A 15 anni un ragazzo su due (56%) dice di aver subìto almeno una forma di bullismo negli ultimi 6 mesi. Le forme più frequenti di bullismo sono di tipo verbale: insulti, offese, prese in giro, falsità. Il 33% dichiara di «essere stato insultato, offeso o preso in giro» almeno una volta negli ultimi sei mesi. Il 4% «tutti i giorni o quasi». Il bullismo relazionale colpisce 1 ragazzo su 4, che dice di essere stato «escluso o ignorato dal gruppo». Le forme di bullismo indiretto (verbale e relazionale) sono molto più diffuse rispetto alle forme di bullismo fisico. L’8% riferisce di aver subito violenza fisica e di essere stato «colpito, calciato, spinto o rinchiuso». Il 16% è stato infastidito attraverso il computer/cellulare (cyberbullismo). Le discriminazioni in base alla nazionalità, alla religione o all’orientamento sessuale sono più rare (7%, 6% e 6%). Se da un lato il 56% dice di aver subìto almeno una forma di bullismo negli ultimi 6 mesi, il 51% ammette di averli compiuti. Si tratta soprattutto di offese verbali (insulti, offese, bugie e falsità) o relazionali (escludere o ignorare qualcuno dal gruppo). C’è una relazione tra chi subisce atti di bullismo e chi a sua volta li agisce nei confronti di altri. Tra chi ha subìto almeno una forma di bullismo negli ultimi 6 mesi, il 68% dice di aver fatto almeno una prepotenza a danno di altri.

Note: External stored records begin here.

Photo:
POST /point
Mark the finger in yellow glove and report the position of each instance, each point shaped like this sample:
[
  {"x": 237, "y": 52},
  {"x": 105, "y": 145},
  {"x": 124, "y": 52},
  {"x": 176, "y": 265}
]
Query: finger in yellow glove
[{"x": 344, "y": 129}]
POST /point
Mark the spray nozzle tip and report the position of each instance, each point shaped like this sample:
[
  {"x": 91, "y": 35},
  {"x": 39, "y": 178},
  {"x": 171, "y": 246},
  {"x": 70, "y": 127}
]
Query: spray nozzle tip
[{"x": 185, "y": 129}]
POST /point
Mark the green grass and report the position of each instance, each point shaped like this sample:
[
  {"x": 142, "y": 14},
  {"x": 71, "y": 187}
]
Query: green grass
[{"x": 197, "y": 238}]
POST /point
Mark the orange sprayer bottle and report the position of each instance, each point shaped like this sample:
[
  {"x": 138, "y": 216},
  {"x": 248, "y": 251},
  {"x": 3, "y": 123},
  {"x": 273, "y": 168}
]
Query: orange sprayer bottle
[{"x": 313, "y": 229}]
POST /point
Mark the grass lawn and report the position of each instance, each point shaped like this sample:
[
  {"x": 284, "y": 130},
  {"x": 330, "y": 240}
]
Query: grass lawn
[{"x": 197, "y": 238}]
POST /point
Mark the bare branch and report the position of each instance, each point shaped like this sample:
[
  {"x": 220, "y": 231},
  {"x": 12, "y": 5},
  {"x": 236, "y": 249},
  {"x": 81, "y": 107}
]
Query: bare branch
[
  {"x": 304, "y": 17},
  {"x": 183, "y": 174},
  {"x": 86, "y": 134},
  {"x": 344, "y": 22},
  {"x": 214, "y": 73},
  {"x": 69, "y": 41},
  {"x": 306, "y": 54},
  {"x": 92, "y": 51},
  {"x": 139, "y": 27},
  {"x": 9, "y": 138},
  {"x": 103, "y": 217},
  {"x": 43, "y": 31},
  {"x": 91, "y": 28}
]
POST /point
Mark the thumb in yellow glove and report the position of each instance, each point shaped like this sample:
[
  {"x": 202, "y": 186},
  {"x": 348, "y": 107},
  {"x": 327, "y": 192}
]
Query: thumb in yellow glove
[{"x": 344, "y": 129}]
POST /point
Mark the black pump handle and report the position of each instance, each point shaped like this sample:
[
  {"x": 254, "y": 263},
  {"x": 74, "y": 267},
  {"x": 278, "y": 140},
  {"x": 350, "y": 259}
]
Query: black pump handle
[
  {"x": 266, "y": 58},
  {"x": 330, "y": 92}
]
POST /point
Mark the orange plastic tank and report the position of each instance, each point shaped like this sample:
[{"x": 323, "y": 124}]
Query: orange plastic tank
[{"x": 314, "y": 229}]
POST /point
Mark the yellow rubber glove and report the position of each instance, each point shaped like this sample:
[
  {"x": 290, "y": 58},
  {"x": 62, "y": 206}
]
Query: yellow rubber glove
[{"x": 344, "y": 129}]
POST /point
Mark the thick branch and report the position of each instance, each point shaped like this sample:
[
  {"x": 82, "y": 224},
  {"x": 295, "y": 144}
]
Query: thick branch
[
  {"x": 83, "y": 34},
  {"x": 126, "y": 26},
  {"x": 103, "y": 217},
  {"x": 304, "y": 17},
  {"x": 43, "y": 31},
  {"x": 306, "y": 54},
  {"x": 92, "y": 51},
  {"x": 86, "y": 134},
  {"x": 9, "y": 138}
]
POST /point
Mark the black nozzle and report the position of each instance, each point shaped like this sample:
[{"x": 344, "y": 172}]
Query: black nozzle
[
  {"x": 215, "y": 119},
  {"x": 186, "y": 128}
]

Qual è la loro relazione con la famiglia?
Rimane fondamentale. È il primo punto di riferimento per loro. L’aspetto più critico è quello del dialogo: il 57% sa di poter parlare dei propri problemi in famiglia, un quarto è incerto («a volte sì a volte no») e il 18% invece non è d’accordo. È complicato soprattutto il dialogo con il padre: per quasi metà dei ragazzi risulta «difficile/molto difficile» parlare con il padre di cose che preoccupano veramente. Il legame con la madre è più forte perché – dicono i ragazzi – c’è meno imbarazzo a parlare dei propri problemi, perché cerca di essere comprensiva, aiuta a conoscersi meglio, si interessa maggiormente dei problemi.

C’è una differenza tra ragazzi e ragazze?
Nei primi due anni dello studio, quando i ragazzi avevano dagli 11 ai 13 anni, non c’erano sostanziali differenze tra maschi e femmine nel livello di felicità espresso. Il primo anno le ragazze indicavano punteggi leggermente superiori, ma le differenze erano davvero minime. Dal terzo anno di osservazione, invece, quando i ragazzi sono più grandi e raggiungono i 15 anni d’età, le differenze per genere si fanno più forti e sono i maschi che mediamente esprimono livelli di benessere più elevati rispetto alle coetanee femmine. L’area in cui si osservano maggiori differenze è l’aspetto fisico: le ragazze sono mediamente più insoddisfatte. Lo stesso vale per la fiducia in se stessi: mediamente i maschi esprimono livelli più elevati rispetto alle femmine.

Il risultato che più vi ha stupito?
Abbiamo chiesto a tutti «per te qual è la cosa più importante per essere felice?». E loro hanno risposto la relazione. Al primo posto gli amici e la famiglia. Nelle risposte hanno anche aggiunto “non una relazione virtuale, una vera”.